Deutsche und französische Karikaturisten
zeichnen "ihre" Autoren

So sieht der Karikaturist Pancho die Autoren (v. l.) Elfriede Jelinek, Milan Kundera, Marguerite Duras und Bernhard Schlink. Eines der tête-à-têtes, die in der Volksbank in Bad Berleburg zu sehen sind. (SZ-Foto: Anja Helmbrecht)

Bad Berleburg. (ahe) Am Montagabend eröffnete in der Volksbank Wittgenstein in Bad Berleburg die Ausstellung "Tête à Tête, Kopf an Kopf" als erste der beiden Kunstschauen zum 24. Berleburger Literaturpflaster mit Schwerpunkt Frankreich. Darin präsentieren sieben Zeichner aus Frankreich und Deutschland spielerisch ihre Sicht auf die Literatur und ihre Autoren. Etwa zwei Dutzend Kunstinteressierte kamen zur Vernissage, die Kai Wunderlich von der Volksbank eröffnete. Seitens der Veranstalter begrüßte Ulla Belz den aus Berlin angereisten Kurator Walther Fekl, ein wahrer Kenner der politischen Karikatur in Deutschland und Frankreich. Seit den späten 80er-Jahren organisiert der ehemalige Französischlehrer Ausstellungen dieses Genres. "Tête à Tête, Kopf an Kopf" ist seine erste Konzeption mit überwiegend Autorenportraits von satirischen Zeichnern.

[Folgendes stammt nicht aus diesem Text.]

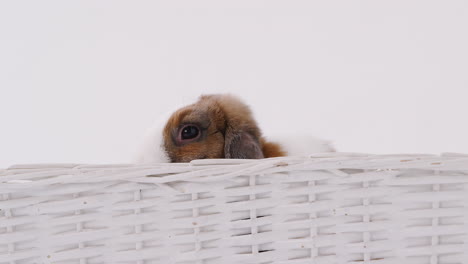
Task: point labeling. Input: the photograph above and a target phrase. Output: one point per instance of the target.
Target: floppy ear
(241, 145)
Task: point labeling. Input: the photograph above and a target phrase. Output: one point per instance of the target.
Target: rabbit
(217, 126)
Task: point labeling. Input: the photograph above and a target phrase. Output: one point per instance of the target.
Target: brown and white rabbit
(217, 126)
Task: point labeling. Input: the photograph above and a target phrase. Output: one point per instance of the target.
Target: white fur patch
(152, 149)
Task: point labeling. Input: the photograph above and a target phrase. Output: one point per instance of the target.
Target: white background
(80, 81)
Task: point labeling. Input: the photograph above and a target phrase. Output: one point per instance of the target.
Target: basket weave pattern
(335, 208)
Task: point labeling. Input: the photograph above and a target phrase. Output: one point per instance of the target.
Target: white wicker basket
(340, 208)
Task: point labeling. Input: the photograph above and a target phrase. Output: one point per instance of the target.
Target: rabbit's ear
(241, 145)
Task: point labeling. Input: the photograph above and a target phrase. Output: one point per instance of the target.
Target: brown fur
(228, 130)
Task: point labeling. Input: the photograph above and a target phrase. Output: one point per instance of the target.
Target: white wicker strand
(331, 208)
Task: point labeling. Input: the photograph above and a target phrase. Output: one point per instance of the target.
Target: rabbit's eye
(189, 132)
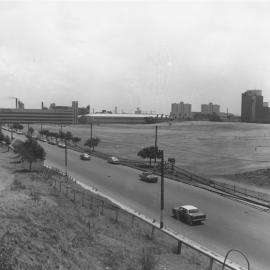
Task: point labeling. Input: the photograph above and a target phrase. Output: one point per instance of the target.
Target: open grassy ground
(207, 148)
(42, 229)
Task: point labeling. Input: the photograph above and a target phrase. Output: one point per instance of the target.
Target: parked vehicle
(113, 160)
(148, 177)
(85, 156)
(188, 214)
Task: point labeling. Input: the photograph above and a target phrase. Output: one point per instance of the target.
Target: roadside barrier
(101, 202)
(187, 177)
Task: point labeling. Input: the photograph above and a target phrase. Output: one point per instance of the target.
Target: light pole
(161, 153)
(65, 157)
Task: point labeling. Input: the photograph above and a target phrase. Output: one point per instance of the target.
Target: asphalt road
(229, 224)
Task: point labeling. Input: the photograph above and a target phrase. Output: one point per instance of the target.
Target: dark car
(85, 156)
(113, 160)
(61, 144)
(53, 142)
(188, 214)
(148, 177)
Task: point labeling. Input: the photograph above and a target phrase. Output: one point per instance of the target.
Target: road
(229, 224)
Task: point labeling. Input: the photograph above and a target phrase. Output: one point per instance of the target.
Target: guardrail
(106, 202)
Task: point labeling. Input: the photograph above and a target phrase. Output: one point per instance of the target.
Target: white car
(113, 160)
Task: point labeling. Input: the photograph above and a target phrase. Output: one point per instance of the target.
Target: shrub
(17, 185)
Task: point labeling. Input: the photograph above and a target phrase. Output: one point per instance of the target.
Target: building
(210, 108)
(64, 115)
(253, 108)
(109, 118)
(181, 110)
(138, 111)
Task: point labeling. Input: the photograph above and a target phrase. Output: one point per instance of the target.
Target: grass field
(207, 148)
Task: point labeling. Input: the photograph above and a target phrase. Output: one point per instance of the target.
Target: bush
(17, 185)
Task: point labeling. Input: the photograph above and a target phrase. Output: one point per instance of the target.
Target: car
(113, 160)
(85, 156)
(61, 145)
(188, 214)
(148, 177)
(53, 142)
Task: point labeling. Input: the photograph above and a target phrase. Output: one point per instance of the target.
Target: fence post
(211, 263)
(179, 247)
(132, 220)
(152, 232)
(91, 203)
(82, 198)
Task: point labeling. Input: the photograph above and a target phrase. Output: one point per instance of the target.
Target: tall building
(181, 110)
(253, 109)
(75, 112)
(210, 108)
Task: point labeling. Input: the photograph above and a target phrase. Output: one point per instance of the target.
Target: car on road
(113, 160)
(148, 177)
(53, 142)
(61, 145)
(85, 156)
(188, 214)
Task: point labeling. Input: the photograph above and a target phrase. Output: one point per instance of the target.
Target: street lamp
(161, 155)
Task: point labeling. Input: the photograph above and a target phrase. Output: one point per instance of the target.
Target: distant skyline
(134, 54)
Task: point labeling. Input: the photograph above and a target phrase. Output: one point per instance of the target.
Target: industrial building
(65, 115)
(210, 108)
(110, 118)
(181, 111)
(254, 109)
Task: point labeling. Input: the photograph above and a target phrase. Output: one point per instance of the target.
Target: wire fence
(103, 205)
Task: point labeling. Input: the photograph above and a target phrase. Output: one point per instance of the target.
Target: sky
(128, 54)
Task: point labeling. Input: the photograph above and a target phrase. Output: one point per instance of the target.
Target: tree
(68, 136)
(30, 132)
(92, 143)
(7, 141)
(149, 152)
(31, 151)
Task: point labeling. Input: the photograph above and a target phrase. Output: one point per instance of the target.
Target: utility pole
(91, 138)
(65, 157)
(162, 189)
(156, 146)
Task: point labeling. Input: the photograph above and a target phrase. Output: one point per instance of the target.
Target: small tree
(148, 152)
(31, 151)
(68, 136)
(30, 132)
(92, 143)
(7, 141)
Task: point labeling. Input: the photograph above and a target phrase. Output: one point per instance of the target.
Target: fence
(102, 202)
(182, 175)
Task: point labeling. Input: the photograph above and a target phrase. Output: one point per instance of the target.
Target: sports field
(208, 148)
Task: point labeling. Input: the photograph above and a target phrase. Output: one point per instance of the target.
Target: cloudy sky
(133, 54)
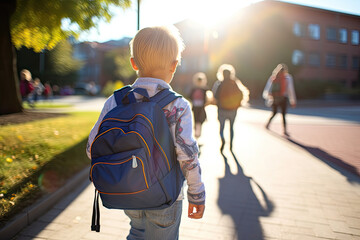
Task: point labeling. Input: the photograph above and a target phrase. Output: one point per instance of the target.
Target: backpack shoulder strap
(120, 93)
(164, 97)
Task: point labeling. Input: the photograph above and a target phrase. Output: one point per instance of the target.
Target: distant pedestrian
(278, 91)
(230, 94)
(26, 87)
(47, 91)
(198, 99)
(38, 89)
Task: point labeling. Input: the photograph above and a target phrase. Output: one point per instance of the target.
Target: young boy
(155, 54)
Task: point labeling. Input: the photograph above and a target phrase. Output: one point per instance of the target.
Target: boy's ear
(173, 66)
(133, 64)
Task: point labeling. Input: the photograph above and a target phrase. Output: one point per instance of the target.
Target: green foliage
(37, 157)
(60, 67)
(110, 87)
(37, 24)
(61, 60)
(117, 65)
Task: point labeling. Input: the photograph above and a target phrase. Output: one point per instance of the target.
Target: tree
(38, 24)
(117, 65)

Was passiert, wenn sich die Geschicktesten des "genre mineur", des "minderen Genres", wie die verzerrende Karikatur mitunter herablassend bezeichnet wird, an den Großen der Kunst versuchen? Fekl erzählte, dass Pancho, der Chefkarikaturist der linksliberalen Tageszeitung "Le Monde", mit seinen Zeichnungen von Literaten, Schauspielern und Sängern die Idee für die Ausstellung geliefert habe. Pancho holte zunächst seinen Freund, den Illustrator Daniel Maja, mit ins Boot, der über 100 Kinderbücher illustriert hat (u. a. die französische Ausgabe von Kästners "Emil und die Detektive"). Hinzu kamen der Pressezeichner und Plakatmaler Nicolas Vial sowie der beim Attentat auf "Charlie Hebdo" ermordete Karikaturist Honoré, der sich in der Manier des Holzschnitts den Schriftstellern angenähert hatte.

Von den deutschen Zeichnern lud Fekl den altgedienten Karikaturisten Walter Hanel ein, der unter anderem für die Frankfurter Allgemeine Zeitung und den "Simplicissimus" zeichnete und Literaten wie Kafka oder Nabokov in symbolistischer Manier in der Ausstellung zeigt. Dazu kommen der bei Berlin arbeitende Karikaturist, Illustrator und Maler Rainer Ehrt, dessen Arbeiten die Einladungskarte zur Berleburger Schau zieren, und der in Münster lebende Frank Hoppmann, der für seine Karikaturen im Satiremagazin "Eulenspiegel" und in "Welt" und "Süddeutscher" bekannt ist.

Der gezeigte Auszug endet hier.